Comme un vertigineux prolongement du plus fascinant et du plus énigmatique des processus biologiques, Mariette a ainsi créé sept cents figurines de femmes qui contiennent toute, en elles-mêmes, au-delà es blessures et des déchirures, une promesse de vie. C’est sur le fond ténébreux des pages d’un album pour le moins singulier qu’on découvre la reproduction de ce petit peuple de tissus et de cordelettes, de rubans et de médailles, de statuettes démembrées et de fragments de tableaux anciens. Un peuple qui a manifestement valeur d’exorcisme pour sa conceptrice et qui nous parle d’un autre monde, entre envoûtement et terreur, entre blasphème
Et vénération.
Des poupées , il y en a aussi dans Soudards et belles garces . Pas les mêmes , on l’aura compris .Celles-ci sont nées sous le crayon du géant de la bande dessinée transalpine, Sergio Toppi. Mises en espace par le « raconteur d’images »isérois Mosquitos, les créatures du graphiste milanais sont en perpétuel conflit avec ces montres armés-samouraïs, brutes ou chacals-que le dessinateur se plaît à convoquer et repousser.
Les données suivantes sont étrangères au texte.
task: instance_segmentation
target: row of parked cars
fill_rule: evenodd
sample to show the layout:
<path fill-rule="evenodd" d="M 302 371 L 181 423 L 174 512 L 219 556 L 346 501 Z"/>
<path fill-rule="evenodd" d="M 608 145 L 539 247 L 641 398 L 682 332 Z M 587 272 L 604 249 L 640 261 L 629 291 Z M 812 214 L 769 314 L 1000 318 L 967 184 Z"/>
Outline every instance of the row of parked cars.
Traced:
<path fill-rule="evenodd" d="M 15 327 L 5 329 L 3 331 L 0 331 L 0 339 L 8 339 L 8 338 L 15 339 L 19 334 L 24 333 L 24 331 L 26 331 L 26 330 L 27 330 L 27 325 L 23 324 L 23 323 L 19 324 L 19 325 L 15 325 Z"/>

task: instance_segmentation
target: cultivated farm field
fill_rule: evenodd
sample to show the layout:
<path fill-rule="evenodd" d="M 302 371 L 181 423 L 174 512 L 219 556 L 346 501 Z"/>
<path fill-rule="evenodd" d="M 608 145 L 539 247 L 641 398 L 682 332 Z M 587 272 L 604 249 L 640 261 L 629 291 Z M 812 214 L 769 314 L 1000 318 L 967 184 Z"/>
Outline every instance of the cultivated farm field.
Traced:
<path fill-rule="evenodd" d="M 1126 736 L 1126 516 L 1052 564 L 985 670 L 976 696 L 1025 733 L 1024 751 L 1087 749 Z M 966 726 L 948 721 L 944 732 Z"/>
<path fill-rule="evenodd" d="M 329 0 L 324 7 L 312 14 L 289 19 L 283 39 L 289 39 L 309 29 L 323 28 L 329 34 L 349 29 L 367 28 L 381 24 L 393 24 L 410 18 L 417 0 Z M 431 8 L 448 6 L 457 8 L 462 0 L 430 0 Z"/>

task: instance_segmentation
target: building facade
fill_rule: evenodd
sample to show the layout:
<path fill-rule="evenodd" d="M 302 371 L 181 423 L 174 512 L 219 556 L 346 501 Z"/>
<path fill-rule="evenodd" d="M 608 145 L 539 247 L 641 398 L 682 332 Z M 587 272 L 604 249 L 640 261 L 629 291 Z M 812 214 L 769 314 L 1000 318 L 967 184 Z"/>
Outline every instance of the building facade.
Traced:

Chaque tableau offre une scène de guerre ou d’épopée, très pertinemment rehaussée par les textes brefs du poète grenoblois Jean-Louis Roux « l’ horreur est le propre des affreux : l’effroi les laisse froids, l’abomination est leur nation ;leur âme est grimaçante ;alors ils se font le visage qui va avec. Leur figure est un masque, mais sans rien derrière ».
Un univers bien loin de celui de Mariette ? Faut voir, faut voir…Et faut lire aussi.
« Poupées en mal d’enfantement »de Mariette, éditions YMNA (6 bis rue de Châteaudun 2800 chartes)
« Soudards et belles garces » de Sergio Toppi, Mosquito éditions (1 ter rue des sablons 38120 Saint-Egrève).